Launch the Spark UI by visiting:

http://localhost:8888

You can use Spark interactively or run Python scripts. Here's an example script to configure Spark with Polaris:

import pyspark
from pyspark.sql import SparkSession

POLARIS_URI = 'http://polaris:8181/api/catalog'
POLARIS_CATALOG_NAME = 'polariscatalog'
POLARIS_CREDENTIALS = 'your_client_id:your_client_secret'
POLARIS_SCOPE = 'PRINCIPAL_ROLE:ALL'

conf = (
    pyspark.SparkConf()
        .setAppName('PolarisSparkApp')
        .set('spark.jars.packages', 'org.apache.iceberg:iceberg-spark-runtime-3.5_2.12:1.5.2,org.apache.hadoop:hadoop-aws:3.4.0')
        .set('spark.sql.extensions', 'org.apache.iceberg.spark.extensions.IcebergSparkSessionExtensions')
        .set('spark.sql.catalog.polaris', 'org.apache.iceberg.spark.SparkCatalog')
        .set('spark.sql.catalog.polaris.warehouse', POLARIS_CATALOG_NAME)
        .set('spark.sql.catalog.polaris.catalog-impl', 'org.apache.iceberg.rest.RESTCatalog')
        .set('spark.sql.catalog.polaris.uri', POLARIS_URI)
        .set('spark.sql.catalog.polaris.credential', POLARIS_CREDENTIALS)
        .set('spark.sql.catalog.polaris.scope', POLARIS_SCOPE)
        .set('spark.sql.catalog.polaris.token-refresh-enabled', 'true')
)

spark = SparkSession.builder.config(conf=conf).getOrCreate()
print("✅ Spark session configured for Polaris is running.")

Example: Spark SQL with Polaris

# List namespaces
spark.sql("SHOW NAMESPACES IN polaris").show()

# Create a namespace if it doesn't exist
spark.sql("CREATE NAMESPACE IF NOT EXISTS polaris.db").show()

# List tables in a namespace
spark.sql("SHOW TABLES IN polaris.db").show()

# Define sample data
data = [
    (1, "Alice", "2023-01-01"),
    (2, "Bob", "2023-01-02"),
    (3, "Charlie", "2023-01-03"),
]
columns = ["id", "name", "event_date"]
df = spark.createDataFrame(data, columns)

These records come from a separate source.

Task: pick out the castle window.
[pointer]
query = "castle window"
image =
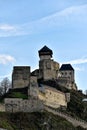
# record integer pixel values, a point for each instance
(65, 73)
(70, 73)
(62, 73)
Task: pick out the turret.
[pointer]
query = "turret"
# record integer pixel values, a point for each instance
(45, 53)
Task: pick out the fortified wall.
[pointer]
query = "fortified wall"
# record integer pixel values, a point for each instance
(45, 95)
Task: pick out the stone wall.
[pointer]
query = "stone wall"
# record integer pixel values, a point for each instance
(33, 89)
(48, 69)
(20, 105)
(52, 97)
(21, 76)
(2, 107)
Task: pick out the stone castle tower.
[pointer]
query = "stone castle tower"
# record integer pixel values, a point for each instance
(48, 69)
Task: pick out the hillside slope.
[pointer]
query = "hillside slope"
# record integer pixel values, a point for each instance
(35, 121)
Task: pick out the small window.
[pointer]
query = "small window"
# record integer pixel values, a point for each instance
(70, 73)
(65, 73)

# Write a new Iceberg table in Polaris
df.writeTo("polaris.db.events") \
  .partitionedBy("event_date") \
  .tableProperty("write.format.default", "parquet") \
  .create()

# Verify table creation
spark.sql("SHOW TABLES IN polaris.db").show()

🧾 Notes

Replace your_client_id:your_client_secret with the credentials generated by bootstrap.py.
You may update the example script to explore different Polaris features.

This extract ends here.